Neresinde diye bir şey yok, tam göbeğinde!.. Şu anda hangi taşın altını kaldırsan, altından o çıkıyor!..
Bu denli işin içinde!..
Ve malesef, farklı dini gruplarla dinlerarası diyaloğu kurabilen Pensilvanya, kendi ülkesinde Müslüman kardeşleri ile diyaloğu kuramamış, onları çok farklı bir şekilde itham etmeye başlamıştır.
Allah’ın, Kur’an’daki kesin hükmünün, ‘Ancak inananlar kardeştir’ hükmünün gereğini yerine getiremiyorsun. Orada farklı yere düşüyorsun.
Farklı dini gruplarla dini diyalog arayışına girerken öbür tarafta kendi Müslüman kardeşini, her türlü yakıştırmalarla bir kenara itiveriyorsun.
Bu, düşündürücüdür.”
Demek oluyor ki;
Taşları yerinden oynatacak, nerede “Paralelci” varsa, onların “maske”lerini indirip; hem “deşifre” hem “teşhir” edeceksin!’..
Ki, “kazdıkları kuyu”ya,
Kendileri düşsün!..
Bu vesileyle, “konuyla pek fazla ilgisi olmasa” da, “Paralelci kafa yapısı”nı ortaya koyan bir mevzudan söz etmek istiyorum...

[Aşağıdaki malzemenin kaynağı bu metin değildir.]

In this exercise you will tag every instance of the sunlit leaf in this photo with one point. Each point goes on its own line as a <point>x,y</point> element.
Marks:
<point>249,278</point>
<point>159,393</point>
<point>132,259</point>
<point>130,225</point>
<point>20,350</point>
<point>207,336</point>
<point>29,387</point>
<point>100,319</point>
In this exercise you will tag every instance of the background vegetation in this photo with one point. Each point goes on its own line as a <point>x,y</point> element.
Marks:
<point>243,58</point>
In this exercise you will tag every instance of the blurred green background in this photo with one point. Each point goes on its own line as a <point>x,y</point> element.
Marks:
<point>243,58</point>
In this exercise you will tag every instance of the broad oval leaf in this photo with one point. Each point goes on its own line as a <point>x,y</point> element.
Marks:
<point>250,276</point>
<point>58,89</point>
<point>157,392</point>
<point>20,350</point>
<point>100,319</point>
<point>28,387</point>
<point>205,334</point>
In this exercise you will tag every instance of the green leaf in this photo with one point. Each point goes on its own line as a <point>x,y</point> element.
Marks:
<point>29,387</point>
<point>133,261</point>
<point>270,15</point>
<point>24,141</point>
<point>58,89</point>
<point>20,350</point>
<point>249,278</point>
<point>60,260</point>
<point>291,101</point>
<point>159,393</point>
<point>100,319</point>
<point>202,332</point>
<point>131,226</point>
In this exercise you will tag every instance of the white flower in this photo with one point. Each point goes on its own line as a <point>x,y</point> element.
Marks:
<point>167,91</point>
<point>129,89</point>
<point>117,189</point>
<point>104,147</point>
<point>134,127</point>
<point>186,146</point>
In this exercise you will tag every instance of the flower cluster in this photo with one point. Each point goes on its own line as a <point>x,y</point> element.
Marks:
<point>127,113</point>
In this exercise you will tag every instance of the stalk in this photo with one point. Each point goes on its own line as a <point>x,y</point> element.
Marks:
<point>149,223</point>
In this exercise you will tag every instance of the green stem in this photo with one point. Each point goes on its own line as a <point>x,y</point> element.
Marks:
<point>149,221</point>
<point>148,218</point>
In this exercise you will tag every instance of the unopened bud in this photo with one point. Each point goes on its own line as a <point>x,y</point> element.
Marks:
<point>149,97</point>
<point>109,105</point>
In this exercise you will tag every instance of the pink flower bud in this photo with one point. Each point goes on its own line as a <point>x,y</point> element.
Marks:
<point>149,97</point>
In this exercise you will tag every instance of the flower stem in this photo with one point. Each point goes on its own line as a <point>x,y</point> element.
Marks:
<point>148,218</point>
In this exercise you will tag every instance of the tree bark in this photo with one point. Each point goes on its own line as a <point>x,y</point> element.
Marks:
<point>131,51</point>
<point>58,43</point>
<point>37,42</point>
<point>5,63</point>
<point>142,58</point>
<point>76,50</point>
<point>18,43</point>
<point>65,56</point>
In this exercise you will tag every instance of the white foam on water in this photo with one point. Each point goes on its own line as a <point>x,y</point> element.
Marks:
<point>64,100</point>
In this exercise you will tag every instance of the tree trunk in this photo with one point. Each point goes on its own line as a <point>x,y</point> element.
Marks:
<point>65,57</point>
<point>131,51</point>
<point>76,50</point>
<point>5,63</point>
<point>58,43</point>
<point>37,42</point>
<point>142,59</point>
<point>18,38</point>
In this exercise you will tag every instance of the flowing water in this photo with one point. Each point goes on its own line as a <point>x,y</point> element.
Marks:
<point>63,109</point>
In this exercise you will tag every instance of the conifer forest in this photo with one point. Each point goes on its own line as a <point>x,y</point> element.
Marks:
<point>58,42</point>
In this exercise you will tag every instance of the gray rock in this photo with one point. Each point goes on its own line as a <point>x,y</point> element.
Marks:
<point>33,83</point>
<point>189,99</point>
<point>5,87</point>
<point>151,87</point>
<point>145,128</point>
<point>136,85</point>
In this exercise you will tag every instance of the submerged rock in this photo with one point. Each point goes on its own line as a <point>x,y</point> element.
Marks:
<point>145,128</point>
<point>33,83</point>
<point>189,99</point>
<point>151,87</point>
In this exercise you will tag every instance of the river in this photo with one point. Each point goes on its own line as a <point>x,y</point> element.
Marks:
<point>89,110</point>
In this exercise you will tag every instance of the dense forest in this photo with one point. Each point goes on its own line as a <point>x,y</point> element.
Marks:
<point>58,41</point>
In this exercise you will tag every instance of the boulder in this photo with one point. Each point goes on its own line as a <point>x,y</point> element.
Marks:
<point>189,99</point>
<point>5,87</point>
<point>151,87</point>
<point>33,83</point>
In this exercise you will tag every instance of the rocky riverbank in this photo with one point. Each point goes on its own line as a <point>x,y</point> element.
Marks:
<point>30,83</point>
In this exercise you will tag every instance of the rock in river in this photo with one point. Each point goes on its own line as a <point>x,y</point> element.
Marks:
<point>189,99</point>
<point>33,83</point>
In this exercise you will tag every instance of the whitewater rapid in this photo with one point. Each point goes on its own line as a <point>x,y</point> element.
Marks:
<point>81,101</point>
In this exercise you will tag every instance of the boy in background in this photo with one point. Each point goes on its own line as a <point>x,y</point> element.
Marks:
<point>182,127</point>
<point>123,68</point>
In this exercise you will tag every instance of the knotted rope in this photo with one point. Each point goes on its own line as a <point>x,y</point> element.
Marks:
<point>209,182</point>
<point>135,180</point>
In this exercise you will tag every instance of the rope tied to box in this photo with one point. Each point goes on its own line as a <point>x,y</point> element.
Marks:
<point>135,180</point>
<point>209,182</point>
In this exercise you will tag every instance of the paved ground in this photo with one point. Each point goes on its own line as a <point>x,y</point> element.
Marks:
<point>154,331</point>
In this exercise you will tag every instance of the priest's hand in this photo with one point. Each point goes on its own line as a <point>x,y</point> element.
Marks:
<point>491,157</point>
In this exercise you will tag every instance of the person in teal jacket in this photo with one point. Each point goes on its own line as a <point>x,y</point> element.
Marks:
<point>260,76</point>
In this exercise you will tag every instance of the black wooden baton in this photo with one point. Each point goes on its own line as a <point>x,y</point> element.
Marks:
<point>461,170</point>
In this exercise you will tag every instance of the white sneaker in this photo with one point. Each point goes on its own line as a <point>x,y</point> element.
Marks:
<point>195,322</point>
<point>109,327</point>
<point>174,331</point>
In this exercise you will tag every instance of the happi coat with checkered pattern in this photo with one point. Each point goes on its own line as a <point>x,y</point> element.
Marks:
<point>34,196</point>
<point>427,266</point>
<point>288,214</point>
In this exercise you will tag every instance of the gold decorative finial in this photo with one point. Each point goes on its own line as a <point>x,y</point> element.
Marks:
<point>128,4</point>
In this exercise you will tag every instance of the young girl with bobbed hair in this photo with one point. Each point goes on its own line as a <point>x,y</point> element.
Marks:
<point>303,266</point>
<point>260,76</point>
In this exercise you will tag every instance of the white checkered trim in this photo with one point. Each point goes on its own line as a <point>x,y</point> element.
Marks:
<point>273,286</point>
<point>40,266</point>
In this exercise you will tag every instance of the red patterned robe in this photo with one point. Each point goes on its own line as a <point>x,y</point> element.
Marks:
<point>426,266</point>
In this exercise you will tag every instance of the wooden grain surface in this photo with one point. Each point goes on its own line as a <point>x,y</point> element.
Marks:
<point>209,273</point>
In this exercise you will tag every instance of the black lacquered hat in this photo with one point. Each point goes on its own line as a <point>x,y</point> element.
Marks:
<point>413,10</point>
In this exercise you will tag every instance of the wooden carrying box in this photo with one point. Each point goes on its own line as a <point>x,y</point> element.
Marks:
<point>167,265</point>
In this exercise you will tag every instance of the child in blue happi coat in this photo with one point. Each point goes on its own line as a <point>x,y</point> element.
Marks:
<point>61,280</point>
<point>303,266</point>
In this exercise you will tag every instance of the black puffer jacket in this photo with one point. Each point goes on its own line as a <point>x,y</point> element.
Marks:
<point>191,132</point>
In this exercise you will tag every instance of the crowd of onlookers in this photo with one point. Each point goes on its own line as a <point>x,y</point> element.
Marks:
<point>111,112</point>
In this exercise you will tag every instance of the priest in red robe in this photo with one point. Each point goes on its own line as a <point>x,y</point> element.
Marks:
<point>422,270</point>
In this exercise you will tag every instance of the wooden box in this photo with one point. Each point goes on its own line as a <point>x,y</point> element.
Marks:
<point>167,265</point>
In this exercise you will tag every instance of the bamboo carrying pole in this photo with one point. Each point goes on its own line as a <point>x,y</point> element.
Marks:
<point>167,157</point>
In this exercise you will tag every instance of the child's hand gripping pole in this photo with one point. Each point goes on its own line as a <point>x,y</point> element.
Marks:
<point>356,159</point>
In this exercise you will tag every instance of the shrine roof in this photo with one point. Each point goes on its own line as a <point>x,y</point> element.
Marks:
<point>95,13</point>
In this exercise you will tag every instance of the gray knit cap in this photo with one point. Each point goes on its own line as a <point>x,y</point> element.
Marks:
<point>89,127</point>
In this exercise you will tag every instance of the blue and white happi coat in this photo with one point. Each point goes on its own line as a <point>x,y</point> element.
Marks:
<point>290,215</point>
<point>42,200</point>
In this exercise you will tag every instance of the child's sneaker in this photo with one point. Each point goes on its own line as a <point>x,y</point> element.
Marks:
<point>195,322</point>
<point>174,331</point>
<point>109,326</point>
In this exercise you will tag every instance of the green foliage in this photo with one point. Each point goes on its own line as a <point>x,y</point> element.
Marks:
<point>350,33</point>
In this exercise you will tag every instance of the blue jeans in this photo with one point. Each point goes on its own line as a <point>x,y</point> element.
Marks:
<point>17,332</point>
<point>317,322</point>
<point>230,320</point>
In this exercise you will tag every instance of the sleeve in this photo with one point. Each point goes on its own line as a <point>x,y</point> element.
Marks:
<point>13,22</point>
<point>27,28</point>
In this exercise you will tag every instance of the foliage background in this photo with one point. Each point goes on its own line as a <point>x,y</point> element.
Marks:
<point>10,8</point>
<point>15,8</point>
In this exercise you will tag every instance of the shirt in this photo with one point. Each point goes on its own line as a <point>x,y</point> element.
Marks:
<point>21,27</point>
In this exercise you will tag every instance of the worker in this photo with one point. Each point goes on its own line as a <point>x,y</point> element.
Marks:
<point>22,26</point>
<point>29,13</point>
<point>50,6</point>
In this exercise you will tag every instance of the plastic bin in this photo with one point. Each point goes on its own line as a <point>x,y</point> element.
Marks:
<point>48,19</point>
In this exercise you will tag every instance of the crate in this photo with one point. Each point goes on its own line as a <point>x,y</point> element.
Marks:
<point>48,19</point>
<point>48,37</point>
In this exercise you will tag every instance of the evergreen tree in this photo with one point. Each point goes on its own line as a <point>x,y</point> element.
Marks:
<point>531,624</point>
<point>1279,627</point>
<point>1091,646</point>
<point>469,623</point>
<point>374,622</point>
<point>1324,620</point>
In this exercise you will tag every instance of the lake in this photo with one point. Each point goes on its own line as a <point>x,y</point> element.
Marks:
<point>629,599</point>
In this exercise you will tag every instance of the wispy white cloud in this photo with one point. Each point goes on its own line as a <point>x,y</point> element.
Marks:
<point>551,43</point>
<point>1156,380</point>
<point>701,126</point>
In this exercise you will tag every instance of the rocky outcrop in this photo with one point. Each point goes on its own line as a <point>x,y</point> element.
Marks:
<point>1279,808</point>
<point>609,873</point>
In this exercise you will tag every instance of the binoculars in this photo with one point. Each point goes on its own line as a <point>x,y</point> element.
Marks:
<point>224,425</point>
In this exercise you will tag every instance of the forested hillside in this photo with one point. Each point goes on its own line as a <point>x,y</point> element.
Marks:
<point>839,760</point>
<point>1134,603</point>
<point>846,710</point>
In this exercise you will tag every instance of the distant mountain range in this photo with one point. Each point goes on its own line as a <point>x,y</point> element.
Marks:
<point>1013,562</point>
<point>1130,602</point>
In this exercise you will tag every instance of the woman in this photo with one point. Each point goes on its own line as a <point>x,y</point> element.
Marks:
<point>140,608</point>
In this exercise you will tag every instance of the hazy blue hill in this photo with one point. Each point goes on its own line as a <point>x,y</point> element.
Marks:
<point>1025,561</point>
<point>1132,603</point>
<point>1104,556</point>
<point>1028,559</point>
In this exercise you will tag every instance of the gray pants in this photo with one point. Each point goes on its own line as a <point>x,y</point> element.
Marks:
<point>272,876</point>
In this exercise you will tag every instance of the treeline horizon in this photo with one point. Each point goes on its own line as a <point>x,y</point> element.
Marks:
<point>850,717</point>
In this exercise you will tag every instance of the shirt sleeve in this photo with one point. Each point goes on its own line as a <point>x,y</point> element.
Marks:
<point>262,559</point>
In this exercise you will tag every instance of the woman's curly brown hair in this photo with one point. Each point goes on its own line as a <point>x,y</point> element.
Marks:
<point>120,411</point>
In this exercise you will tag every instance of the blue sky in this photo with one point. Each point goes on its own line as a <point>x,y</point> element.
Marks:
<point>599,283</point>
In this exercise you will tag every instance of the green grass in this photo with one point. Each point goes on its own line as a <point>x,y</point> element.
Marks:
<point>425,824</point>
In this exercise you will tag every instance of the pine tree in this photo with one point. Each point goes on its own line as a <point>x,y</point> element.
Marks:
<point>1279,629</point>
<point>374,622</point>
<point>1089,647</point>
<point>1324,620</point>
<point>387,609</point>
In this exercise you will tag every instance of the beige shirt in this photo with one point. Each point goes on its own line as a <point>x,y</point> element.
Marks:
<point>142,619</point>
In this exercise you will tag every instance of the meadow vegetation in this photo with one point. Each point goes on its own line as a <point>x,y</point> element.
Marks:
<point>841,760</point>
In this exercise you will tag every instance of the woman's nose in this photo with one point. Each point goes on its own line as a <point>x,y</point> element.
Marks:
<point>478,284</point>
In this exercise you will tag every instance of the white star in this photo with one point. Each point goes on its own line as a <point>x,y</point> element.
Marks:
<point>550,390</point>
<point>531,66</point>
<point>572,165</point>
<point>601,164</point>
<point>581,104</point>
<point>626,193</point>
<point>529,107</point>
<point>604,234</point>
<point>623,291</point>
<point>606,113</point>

Malûm, Zaman yazarı Ali Ünal, Soma’daki maden ocağında meydana gelen “facia”dan sonra, bir yazı kaleme alıyor ve “Soma’daki maden ocağında şehit olan” işçilerin başlarına gelenleri “helâk olan toplumlar”a benzetiyordu... İşçilerin madende “şehit” olmalarını da “AK Parti’ye oy vermelerine” bağlıyor ve diyordu ki:
“Kader, bir toplum hakkında umumî bir musibete hükmederken, toplum çoğunluğunun hata ve zulümlerini de nazara alır ve böylesi musibetler geldiği zaman suçlu-masum ayrımı yapmaz.”
Tarihteki “helâk olan toplumlar”dan örnekler veren ve “helâk olma özellikleri”nin, “AK Parti’ye oy verenlerde de bulunduğunu” iddia eden Ali Ünal, bu iddiasına “Kur’an-ı Kerim’i de alet ediyor” ve yazısını şöyle devam ettiriyordu:
“Ve Kur’ân; helâk edilen kavimlerin aldatma, ahlâksızlık, ölçüde-tartıda hile yapma, zulüm, zalimlere körü körüne itaat, bol geçimlikle şımarma, fısk, ikazlara kulak asmama gibi sebeplerle helâk edildiğine vurgu yaparken, nefsi ruha, cebi, cüzdanı vicdana, mideyi kalbe, parayı ahlâka tercihten başka manâya gelmeyen ‘Çalıyor ama çalışıyor’la böyle bir iktidarı tercih edenler.
Allah buyuruyor:
“Zulmedenlere destek olmayın,
Yoksa size ateş dokunur.”
Ali Ünal’ın bu “saçmalık”larını yayınlayan Zaman gazetesi, “Gökçeada merkezli 6.5 şiddetindeki deprem”den sonra da, İlâhiyatçı Prof. Muhittin Akgül’ün; “İnsanların haksızlık karşısında ses çıkarmaması, bu tip belâ ve musibetlere sebep olabilir!.. Musibetler, Allah’ın ciddi ikazıdır” şeklindeki görüşlerine yer veriyordu...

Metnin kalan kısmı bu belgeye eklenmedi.